Unvergesslich wird mir das Gefühl der Sorge um nahestehende Menschen bleiben, die während des Lockdown alleine zurecht kommen mussten, allen voran um meine Mutter. Mit 86 Jahren lebt sie in ihrem Haus zwei Autostunden entfernt. Wie würde sie die Kontaktsperre, das Social Distancing, aushalten? Der tägliche kleine Einkauf wird zwar materiell durch die Nachbarschaft erledigt. Aus bleiben aber die Gespräche an Theke und Kasse. Aus bleiben die vielen Zufallsbegegnungen des Alltags: kein Therapiebesuch, kein Haarschnitt, kaum ein Spaziergang, kein Friedhofsbesuch, kein Kirchgang.
Wir, ihre Söhne, tun als erstes das, was uns Gesellschaft und Beruf vorleben: digitalisieren. Whatsapp und Skype werden eingerichtet und lange erklärt; nur teilweise mit Erfolg. Der 87. Geburtstag findet unter Einhaltung größtmöglicher Distanz im Garten statt, alle Enkelkinder werden auf Abstand eingeschworen. Natürlich wird täglich telefoniert und der an Ereignissen sehr spärliche Alltag nach Abwechslung abgefragt: Was kochst Du Dir heute, ist das Wetter auch so schön?

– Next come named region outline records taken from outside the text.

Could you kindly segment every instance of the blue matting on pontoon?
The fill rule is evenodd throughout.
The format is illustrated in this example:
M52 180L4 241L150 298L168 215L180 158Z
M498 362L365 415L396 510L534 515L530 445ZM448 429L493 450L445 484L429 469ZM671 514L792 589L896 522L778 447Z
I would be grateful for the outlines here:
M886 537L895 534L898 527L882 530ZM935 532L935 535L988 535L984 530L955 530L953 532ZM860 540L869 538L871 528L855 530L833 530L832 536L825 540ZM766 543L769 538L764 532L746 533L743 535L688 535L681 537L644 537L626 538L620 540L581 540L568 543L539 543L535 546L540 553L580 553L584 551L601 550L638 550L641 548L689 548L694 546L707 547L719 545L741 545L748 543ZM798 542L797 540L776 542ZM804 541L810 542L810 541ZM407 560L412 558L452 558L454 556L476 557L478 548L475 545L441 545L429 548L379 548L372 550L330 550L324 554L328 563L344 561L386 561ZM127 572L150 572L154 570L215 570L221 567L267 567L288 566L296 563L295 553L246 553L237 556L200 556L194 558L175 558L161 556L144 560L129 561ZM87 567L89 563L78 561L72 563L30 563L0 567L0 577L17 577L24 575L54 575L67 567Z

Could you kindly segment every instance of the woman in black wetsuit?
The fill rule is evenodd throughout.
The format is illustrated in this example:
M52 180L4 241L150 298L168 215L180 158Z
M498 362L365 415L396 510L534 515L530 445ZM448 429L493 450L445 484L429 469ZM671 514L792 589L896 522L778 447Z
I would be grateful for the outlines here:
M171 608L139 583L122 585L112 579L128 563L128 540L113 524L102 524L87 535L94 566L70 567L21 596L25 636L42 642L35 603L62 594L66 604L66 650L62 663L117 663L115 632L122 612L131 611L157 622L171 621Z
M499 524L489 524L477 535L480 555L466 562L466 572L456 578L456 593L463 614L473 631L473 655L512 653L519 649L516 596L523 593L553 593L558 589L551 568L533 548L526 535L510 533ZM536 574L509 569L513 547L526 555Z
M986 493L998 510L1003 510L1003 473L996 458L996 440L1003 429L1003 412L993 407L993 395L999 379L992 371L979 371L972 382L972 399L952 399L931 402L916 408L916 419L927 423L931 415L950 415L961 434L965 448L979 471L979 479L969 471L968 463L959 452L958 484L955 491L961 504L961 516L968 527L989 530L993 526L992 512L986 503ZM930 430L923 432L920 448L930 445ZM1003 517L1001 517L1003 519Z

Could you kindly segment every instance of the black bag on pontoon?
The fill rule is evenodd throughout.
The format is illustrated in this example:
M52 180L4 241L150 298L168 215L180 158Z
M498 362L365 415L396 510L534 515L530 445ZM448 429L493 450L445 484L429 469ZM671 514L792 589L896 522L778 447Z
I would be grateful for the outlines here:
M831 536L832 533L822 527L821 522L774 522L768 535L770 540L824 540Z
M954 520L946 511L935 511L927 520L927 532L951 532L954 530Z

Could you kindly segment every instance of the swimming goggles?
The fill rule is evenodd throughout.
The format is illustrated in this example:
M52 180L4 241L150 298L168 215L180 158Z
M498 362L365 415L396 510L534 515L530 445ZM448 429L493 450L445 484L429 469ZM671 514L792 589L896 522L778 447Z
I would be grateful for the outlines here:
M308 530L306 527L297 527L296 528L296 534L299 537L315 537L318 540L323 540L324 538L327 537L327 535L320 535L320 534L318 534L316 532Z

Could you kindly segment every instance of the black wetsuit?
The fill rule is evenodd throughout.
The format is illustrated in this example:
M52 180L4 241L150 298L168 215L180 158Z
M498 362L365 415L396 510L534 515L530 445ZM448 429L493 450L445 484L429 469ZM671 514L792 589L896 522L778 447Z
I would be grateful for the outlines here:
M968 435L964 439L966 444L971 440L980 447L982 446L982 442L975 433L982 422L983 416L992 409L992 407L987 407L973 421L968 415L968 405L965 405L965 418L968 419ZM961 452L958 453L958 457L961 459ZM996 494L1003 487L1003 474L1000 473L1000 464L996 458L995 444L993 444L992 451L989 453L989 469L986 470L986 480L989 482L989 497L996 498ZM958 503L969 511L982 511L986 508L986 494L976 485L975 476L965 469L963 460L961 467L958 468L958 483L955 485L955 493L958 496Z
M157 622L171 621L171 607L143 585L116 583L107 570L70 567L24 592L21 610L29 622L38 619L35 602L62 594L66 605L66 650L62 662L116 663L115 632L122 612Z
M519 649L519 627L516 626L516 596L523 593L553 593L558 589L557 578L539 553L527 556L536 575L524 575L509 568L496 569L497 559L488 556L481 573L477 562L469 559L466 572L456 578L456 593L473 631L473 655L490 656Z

Irgendwann merke ich: Nicht sie braucht mich, sondern ich sie. Nicht sie braucht meine Abwechslung und Fürsorge, sondern ich ihre Beständigkeit und Ruhe. Nicht ich habe in meinem Leben gelernt, mit schweren Krisen umzugehen. Sie aber sehr wohl. Jahrgang 1933, als 12-jährige Krieg und Vertreibung erleben müssen, viel Leid und Elend gesehen, früh ihre Mutter verloren und allzu jung Verantwortung für ihre Geschwister übernehmen müssen. Völliger und mittelloser Neuanfang in der Fremde. Dann ihr erstes Kind verloren. Immer wieder aufstehen, sich nicht hängen lassen, Lebensmut schöpfen, für andere da sein.
Als der Mai wieder die ersten richtigen Besuche ermöglicht, erlebe ich meine Mutter gottlob gesund aber auch gefasst, mit gelassener Ernsthaftigkeit und großer hygienischer Sorgfalt. Täglich notiert sie noch heute die Zahl der Neuinfektionen ihrer Stadt in einer selbstgefertigten Tabelle. Sie legt größtmögliche Sorgfalt in Händewaschen und in das Anlegen des Mund-Nasenschutzes, letzteres ein kompliziertes Entwirren von Bändern und Hörgeräten. Vor allem riskiert sie kein Ansteckungsrisiko, auch während der Lockerungen.
Einmal sagt sie: „Ach, um meinetwillen ist es gar nicht. Wir müssen nur alle mithelfen, damit wir auch diese Krise schaffen.“
Dr. Wolfgang Foit
Geschäftsführer des Kath. Bildungswerk Miesbach e.V.